Hydro recommande de fermer Gentilly-2

Énergie nucléaire - Gentilly

(Québec) Les coûts de réfection de Gentilly-2 sont prohibitifs et Hydro-Québec recommande au gouvernement la fermeture définitive de la centrale nucléaire.
Dans un rapport confidentiel dont Le Devoir a pris connaissance des principaux éléments, Hydro-Québec, après avoir comparé le scénario de la réfection de Gentilly-2 avec celui de sa fermeture, conclut que le « projet de réfection n’est pas justifié au plan financier pour Hydro-Québec ».
« Il ressort de la comparaison de ces scénarios que la fermeture est préférable au niveau financier et donc recommandée par Hydro-Québec à son actionnaire le gouvernement », écrit la société d’État dans ce rapport de 37 pages qui vient d’être remis à la ministre des Ressources naturelles, Martine Ouellet. Ce rapport préliminaire est daté du 26 septembre.
S’appuyant sur l’expérience de la réfection toujours en cours de la centrale jumelle de Pointe-Lepreau, au Nouveau-Brunswick, Hydro-Québec évalue à un pharaonique 4,3 milliards le coût de la réfection de Gentilly-2. C’est 2,4 milliards de plus que l’évaluation faite en 2008 par la société d’État.
Même soustrayant les dépenses déjà englouties dans la réfection de Gentilly-2 depuis 2009, soit 900 millions, la centrale s’avérerait un éléphant blanc si Hydro-Québec procédait à sa réfection.
À 4,3 milliards, le coût de l’électricité produite par une centrale Gentilly-2 retapée s’élèverait à 9,7cents le kilowattheure (¢/kWh). Si on refait le calcul avec les seules dépenses à venir sans tenir compte des sommes englouties, le coût descend à 8,3 ¢/kWh. C’est encore trop pour assurer la rentabilité de la centrale nucléaire.
À titre de comparaison, le coût prévu par kilowattheure du complexe de La Romaine, présentement en construction, est de 6,2cents. D’aucuns estiment d’ailleurs que ce coût unitaire est trop élevé pour assurer la rentabilité de ce projet.
Dans son rapport, Hydro-Québec estime que la centrale serait nettement déficitaire tout au long de son exploitation pendant 25ans. « Sur la base de ces données, la fermeture de Gentilly-2 conduit à une augmentation de l’ordre de 215 millions du bénéfice net annuel d’Hydro-Québec chaque année à compter de 2017, par rapport au scénario d’une réfection », lit-on dans le rapport.
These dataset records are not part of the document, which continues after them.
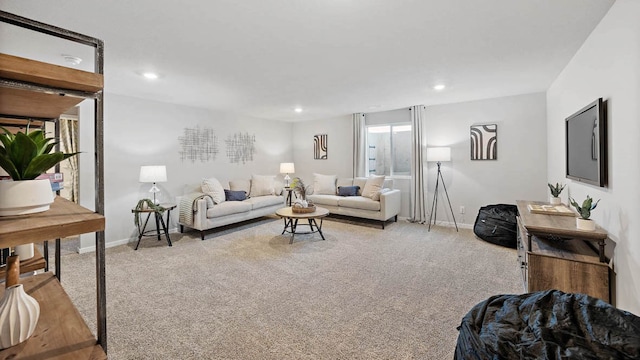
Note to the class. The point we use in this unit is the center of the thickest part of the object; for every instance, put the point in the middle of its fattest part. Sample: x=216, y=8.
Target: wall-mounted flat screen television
x=586, y=145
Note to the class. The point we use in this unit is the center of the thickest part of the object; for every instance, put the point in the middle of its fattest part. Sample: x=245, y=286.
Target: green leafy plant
x=585, y=209
x=300, y=189
x=145, y=204
x=27, y=155
x=556, y=190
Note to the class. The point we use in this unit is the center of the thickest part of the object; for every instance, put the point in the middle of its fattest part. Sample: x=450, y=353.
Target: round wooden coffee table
x=291, y=221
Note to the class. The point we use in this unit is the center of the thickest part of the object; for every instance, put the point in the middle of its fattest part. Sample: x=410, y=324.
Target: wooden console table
x=554, y=254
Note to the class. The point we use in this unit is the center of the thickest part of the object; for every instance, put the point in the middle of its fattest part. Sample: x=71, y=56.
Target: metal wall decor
x=198, y=144
x=484, y=142
x=320, y=147
x=240, y=147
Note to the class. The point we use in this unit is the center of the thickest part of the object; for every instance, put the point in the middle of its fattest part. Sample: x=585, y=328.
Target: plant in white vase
x=583, y=222
x=555, y=193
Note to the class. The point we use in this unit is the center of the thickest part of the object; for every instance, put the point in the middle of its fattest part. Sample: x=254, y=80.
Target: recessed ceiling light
x=73, y=60
x=151, y=76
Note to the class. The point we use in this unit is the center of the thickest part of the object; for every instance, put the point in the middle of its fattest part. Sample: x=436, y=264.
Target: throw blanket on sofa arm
x=188, y=206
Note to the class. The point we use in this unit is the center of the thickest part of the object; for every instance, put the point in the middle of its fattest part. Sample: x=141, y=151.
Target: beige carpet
x=245, y=293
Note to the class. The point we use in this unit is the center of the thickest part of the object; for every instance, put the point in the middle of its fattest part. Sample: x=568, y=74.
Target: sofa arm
x=390, y=203
x=193, y=209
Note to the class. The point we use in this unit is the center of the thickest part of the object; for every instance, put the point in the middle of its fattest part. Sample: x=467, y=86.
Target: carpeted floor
x=246, y=293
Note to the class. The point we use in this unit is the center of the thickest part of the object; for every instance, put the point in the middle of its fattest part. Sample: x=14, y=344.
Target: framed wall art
x=320, y=147
x=484, y=142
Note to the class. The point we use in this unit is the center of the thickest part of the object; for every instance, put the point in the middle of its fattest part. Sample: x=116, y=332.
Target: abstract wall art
x=198, y=144
x=484, y=142
x=240, y=147
x=320, y=147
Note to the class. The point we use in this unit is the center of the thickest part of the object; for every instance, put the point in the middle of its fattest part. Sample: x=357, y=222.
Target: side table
x=159, y=221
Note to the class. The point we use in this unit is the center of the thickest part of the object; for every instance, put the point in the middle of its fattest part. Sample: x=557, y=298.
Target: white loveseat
x=203, y=207
x=376, y=202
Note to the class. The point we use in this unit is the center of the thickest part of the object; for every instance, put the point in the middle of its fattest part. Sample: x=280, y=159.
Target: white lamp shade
x=153, y=173
x=439, y=154
x=287, y=168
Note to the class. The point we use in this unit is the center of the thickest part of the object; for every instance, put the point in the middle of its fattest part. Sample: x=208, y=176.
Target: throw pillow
x=324, y=184
x=373, y=186
x=235, y=195
x=348, y=190
x=213, y=188
x=262, y=185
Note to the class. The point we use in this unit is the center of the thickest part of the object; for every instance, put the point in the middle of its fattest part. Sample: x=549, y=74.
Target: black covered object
x=547, y=325
x=497, y=224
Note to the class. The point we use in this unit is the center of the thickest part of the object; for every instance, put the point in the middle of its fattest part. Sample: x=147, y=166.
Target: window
x=389, y=149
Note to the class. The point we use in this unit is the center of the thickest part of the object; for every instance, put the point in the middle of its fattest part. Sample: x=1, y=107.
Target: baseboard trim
x=88, y=249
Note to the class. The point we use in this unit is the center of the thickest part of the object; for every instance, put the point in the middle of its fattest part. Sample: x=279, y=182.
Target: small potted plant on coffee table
x=555, y=193
x=583, y=222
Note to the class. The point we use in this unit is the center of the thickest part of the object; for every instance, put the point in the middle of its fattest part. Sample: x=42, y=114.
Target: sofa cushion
x=240, y=185
x=324, y=199
x=228, y=208
x=262, y=185
x=359, y=202
x=324, y=184
x=360, y=182
x=348, y=190
x=213, y=188
x=264, y=201
x=373, y=186
x=231, y=195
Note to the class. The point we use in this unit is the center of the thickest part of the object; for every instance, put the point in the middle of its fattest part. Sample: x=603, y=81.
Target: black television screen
x=586, y=147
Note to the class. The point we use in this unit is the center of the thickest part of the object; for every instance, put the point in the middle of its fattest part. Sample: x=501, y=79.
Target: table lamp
x=153, y=174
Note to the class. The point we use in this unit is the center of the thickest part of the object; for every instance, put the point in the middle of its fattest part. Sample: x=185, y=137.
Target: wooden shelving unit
x=553, y=254
x=36, y=90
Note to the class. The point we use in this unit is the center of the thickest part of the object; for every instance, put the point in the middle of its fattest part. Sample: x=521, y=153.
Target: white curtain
x=359, y=145
x=69, y=144
x=418, y=205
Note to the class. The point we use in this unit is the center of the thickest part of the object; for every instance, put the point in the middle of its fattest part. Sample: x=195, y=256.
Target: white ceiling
x=263, y=58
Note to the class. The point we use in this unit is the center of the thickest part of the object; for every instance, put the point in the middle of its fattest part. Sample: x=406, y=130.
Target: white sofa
x=199, y=211
x=383, y=209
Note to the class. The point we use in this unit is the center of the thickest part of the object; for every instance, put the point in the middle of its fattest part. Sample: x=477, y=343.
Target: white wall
x=519, y=173
x=608, y=66
x=142, y=132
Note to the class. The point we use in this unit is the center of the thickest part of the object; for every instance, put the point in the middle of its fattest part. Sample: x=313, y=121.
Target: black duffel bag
x=497, y=224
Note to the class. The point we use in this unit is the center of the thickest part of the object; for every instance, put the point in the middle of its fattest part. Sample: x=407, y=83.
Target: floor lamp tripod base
x=434, y=204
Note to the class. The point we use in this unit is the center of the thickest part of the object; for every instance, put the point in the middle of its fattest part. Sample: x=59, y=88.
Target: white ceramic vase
x=19, y=315
x=585, y=224
x=25, y=197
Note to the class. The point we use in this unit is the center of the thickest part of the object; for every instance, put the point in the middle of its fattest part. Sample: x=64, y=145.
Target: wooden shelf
x=64, y=218
x=61, y=332
x=35, y=263
x=32, y=71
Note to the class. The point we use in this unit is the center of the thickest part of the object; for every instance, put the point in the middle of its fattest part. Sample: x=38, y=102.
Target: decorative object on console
x=19, y=312
x=320, y=147
x=25, y=156
x=240, y=147
x=198, y=144
x=484, y=142
x=439, y=154
x=287, y=168
x=583, y=222
x=153, y=174
x=555, y=193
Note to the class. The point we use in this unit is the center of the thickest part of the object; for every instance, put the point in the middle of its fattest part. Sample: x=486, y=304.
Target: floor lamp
x=439, y=154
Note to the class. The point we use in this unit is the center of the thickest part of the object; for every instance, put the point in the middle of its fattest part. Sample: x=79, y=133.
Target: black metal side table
x=159, y=221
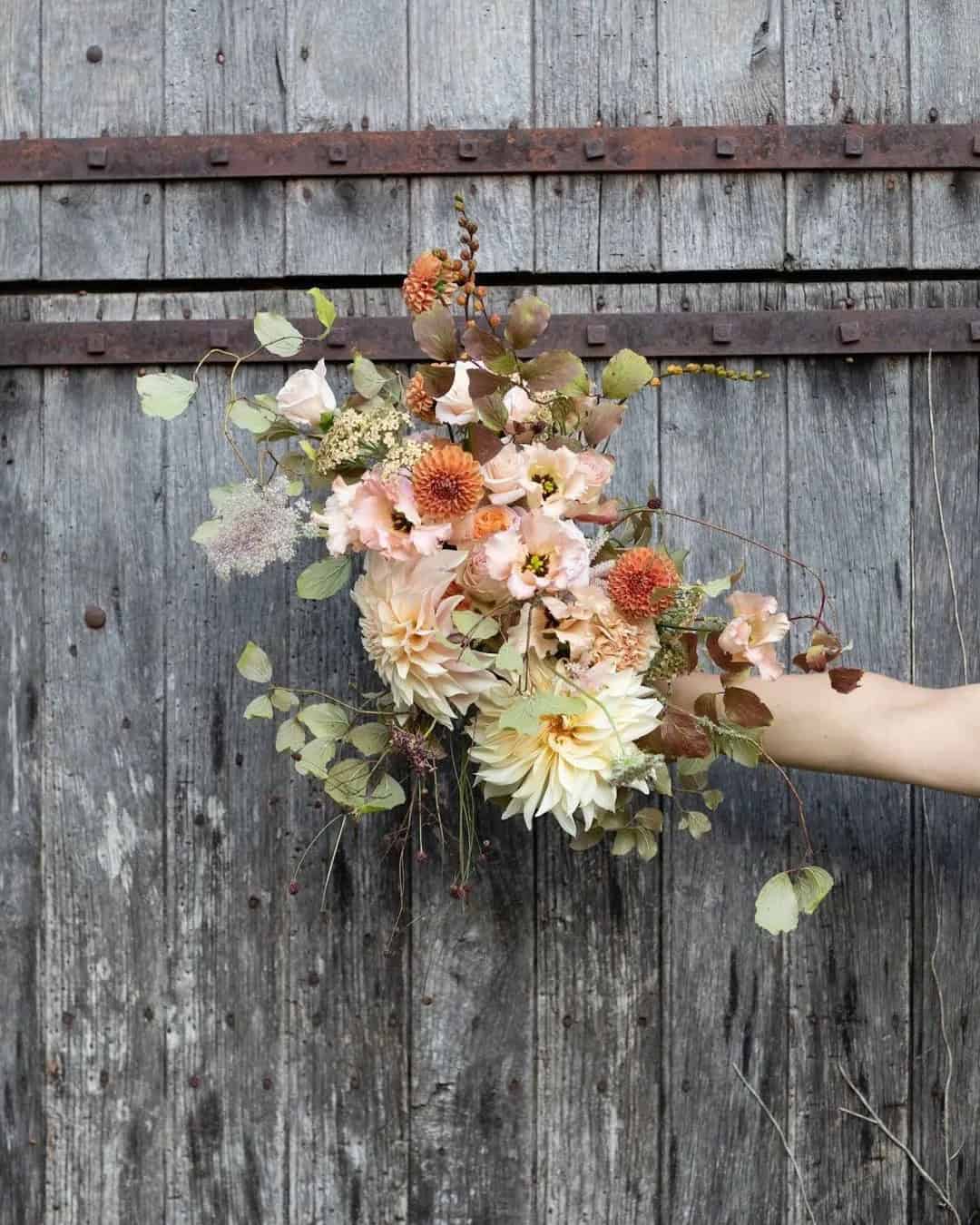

Autrement dit, continuer à exploiter la centrale entraînerait un déficit annuel de 215 millions qui viendrait diminuer le bénéfice d’Hydro-Québec d’autant. Chacun des 800 emplois de la centrale Gentilly-2 coûterait donc 268 750 $ par an à maintenir.
La société d’État note qu’il existe un écart de 4,3 ¢/kWh entre le coût de revient de la centrale rénovée – de 8,3 ¢/kWh – et le revenu marginal d’exportation, qui se situe à 4 ¢/kWh.
La comparaison entre les deux scénarios, et leur effet respectif sur le bénéfice, tient compte du fait qu’Hydro-Québec devra amorcer dès maintenant le déclassement de Gentilly-2 s’il procède à la fermeture définitive. « L’ensemble des coûts de fermeture de la centrale de Gentilly-2 sont pris en compte dans cette analyse, incluant les coûts associés à l’évacuation du combustible irradié vers le site d’entreposage définitif et les coûts du démantèlement complet », peut-on lire. Le coût du déclassement de la centrale s’élève à 1,075 milliard, coût auquel s’ajoutent 660 millions pour la disposition des déchets radioactifs, pour un total de 1,785 milliard. Le déclassement et le démantèlement s’étalent sur une très longue période, de 2013 à 2062, presque un demi-siècle.
Selon une source gouvernementale, le conseil d’administration d’Hydro-Québec détient depuis plus d’un an des données qui montrent que la réfection de Gentilly-2 est un gouffre financier. Ces informations ont dû être transmises au gouvernement libéral par la voie du ministre des Ressources naturelles, Clément Gignac, croit-on.
Pour Hydro-Québec, la décision de fermer Gentilly-2 est une volte-face. Jusqu’ici, seul le scénario de la réfection était envisagé, comme il est écrit dans son rapport annuel. La société d’État, qui a consacré près de 1 milliard à des travaux préparatoires, s’appuyait sur une évaluation qui établissait à 1,9 milliard le coût de la réfection de la centrale, 44 % seulement du coût réel, tel que le montre la laborieuse réfection de la centrale de Pointe-Lepreau.